Following are some key facts about Stevens:
ONE OF THE OLDEST AND LONGEST-SERVING JUSTICES IN HISTORY
Stevens, who was appointed to the court in 1975 by President Gerald Ford, is the fourth-longest-serving justice in the court’s history.
The record was set by Justice William Douglas, whom Stevens replaced. Douglas retired after 36 years and seven months on the court.
Stevens, who will turn 90 on April 20, is the second oldest justice in court history. Justice Oliver Wendell Holmes retired in 1932 just two months before his 91st birthday.
FROM MODERATE REPUBLICAN TO LEADER OF LIBERALS
During his career, Stevens evolved from a moderate Republican to the leader of the four liberal justices as the Supreme Court moved to the right.
Stevens initially carved out a record on the bench as a maverick, with a reputation as a nonpartisan, highly independent jurist.

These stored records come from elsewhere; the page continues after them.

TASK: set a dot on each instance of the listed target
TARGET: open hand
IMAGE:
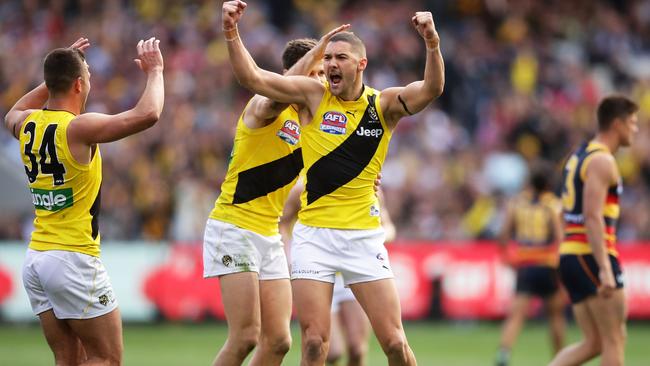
(231, 13)
(423, 22)
(149, 56)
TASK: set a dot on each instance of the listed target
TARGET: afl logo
(334, 123)
(290, 132)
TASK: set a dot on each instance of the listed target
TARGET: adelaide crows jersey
(575, 238)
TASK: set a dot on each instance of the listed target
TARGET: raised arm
(284, 89)
(402, 101)
(35, 99)
(505, 234)
(600, 174)
(263, 109)
(92, 128)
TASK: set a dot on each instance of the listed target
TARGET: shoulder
(601, 165)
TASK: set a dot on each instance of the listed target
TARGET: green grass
(439, 343)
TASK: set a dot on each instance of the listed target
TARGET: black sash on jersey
(266, 178)
(348, 160)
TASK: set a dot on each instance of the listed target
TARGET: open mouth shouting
(335, 78)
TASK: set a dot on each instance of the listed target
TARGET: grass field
(439, 343)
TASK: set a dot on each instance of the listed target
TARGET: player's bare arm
(600, 175)
(506, 231)
(300, 90)
(91, 128)
(402, 101)
(557, 224)
(35, 99)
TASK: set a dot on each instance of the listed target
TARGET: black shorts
(579, 274)
(540, 281)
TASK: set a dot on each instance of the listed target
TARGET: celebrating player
(344, 146)
(66, 283)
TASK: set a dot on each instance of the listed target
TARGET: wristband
(230, 34)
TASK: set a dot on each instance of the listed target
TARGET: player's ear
(362, 64)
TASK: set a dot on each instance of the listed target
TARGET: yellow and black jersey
(264, 165)
(65, 193)
(533, 228)
(575, 239)
(344, 148)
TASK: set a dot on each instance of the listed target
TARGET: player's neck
(608, 139)
(64, 103)
(353, 93)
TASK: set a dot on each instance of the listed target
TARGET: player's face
(318, 73)
(341, 66)
(629, 126)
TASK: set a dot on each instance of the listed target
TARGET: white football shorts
(230, 249)
(73, 285)
(341, 294)
(318, 253)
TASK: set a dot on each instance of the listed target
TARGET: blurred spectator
(523, 78)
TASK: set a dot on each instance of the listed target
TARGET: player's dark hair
(613, 107)
(352, 39)
(61, 68)
(295, 50)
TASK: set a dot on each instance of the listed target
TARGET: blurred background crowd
(523, 79)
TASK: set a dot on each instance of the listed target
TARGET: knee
(315, 347)
(279, 345)
(357, 351)
(395, 347)
(593, 346)
(333, 356)
(245, 340)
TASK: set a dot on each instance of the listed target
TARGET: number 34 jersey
(65, 193)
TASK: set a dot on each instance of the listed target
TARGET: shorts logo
(103, 300)
(374, 211)
(54, 200)
(226, 260)
(334, 123)
(106, 298)
(290, 132)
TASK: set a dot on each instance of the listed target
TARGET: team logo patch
(226, 260)
(374, 118)
(52, 200)
(103, 300)
(374, 211)
(290, 132)
(334, 123)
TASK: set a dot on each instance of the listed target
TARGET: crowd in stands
(523, 79)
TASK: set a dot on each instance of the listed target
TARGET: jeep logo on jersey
(54, 200)
(374, 118)
(370, 132)
(334, 123)
(290, 132)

At the ideological center of the court, Stevens often wrote separate concurring or dissenting opinions that reflected his hard-to-label judicial philosophy.

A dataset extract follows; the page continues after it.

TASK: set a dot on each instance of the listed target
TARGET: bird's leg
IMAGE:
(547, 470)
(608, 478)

But as the court moved to the right in the 1990s and this decade, Stevens became the leader of the liberal faction that included three other justices.
A master tactician, he often built coalitions that won a majority, such as in rulings that rejected the Bush administration’s legal positions in the war on terrorism.
Stevens authored the court’s opinion that detainees at the U.S. military base at Guantanamo Bay in Cuba can challenge their confinement in U.S. courts. He also wrote the opinion that struck down as illegal the miliary tribunal system for the terrorism suspects.
OFTEN WROTE THE COURT’S MAJOR BUSINESS CASES
Stevens, who had been a specialist as a private attorney in Chicago on antitrust laws barring anti-competitive acts by big companies, often wrote the court’s major business cases.
In two cases last term, Stevens wrote for the court majority that tobacco firms can be sued for deceptive advertising of “light” cigarettes and pharmaceutical companies can be held liable for damages for harm from medicines even if they carry warnings approved by federal regulators.
In 2007, Stevens authored the court’s opinion that handed the Bush administration a defeat by ruling U.S. environmental officials have the power to regulate greenhouse gas emissions that contribute to global warming.
And in 1997, Stevens extended free-speech rights to cyberspace in his landmark ruling that struck down a federal law that restricted indecent pictures and words on the Internet.
STILLS PLAYS TENNIS, SPENDS TIME IN FLORIDA
Stevens remains an avid tennis player, golfer and swimmer. He and his wife, Maryan, have a condominium in Fort Lauderdale, Florida, where he spends as much time as possible when the court is in recess. He works by computer and uses e-mail to stay in touch with his office in Washington.
Born in Chicago, Stevens served in the Navy during World War II, and helped crack Japanese code. He graduated from Northwestern’s law school and worked at the Supreme Court as a law clerk to Justice Wiley Rutledge in 1947-48.
A sharp, but polite, questioner of attorneys who argue before the Supreme Court, Stevens wears a bow tie with his black robes.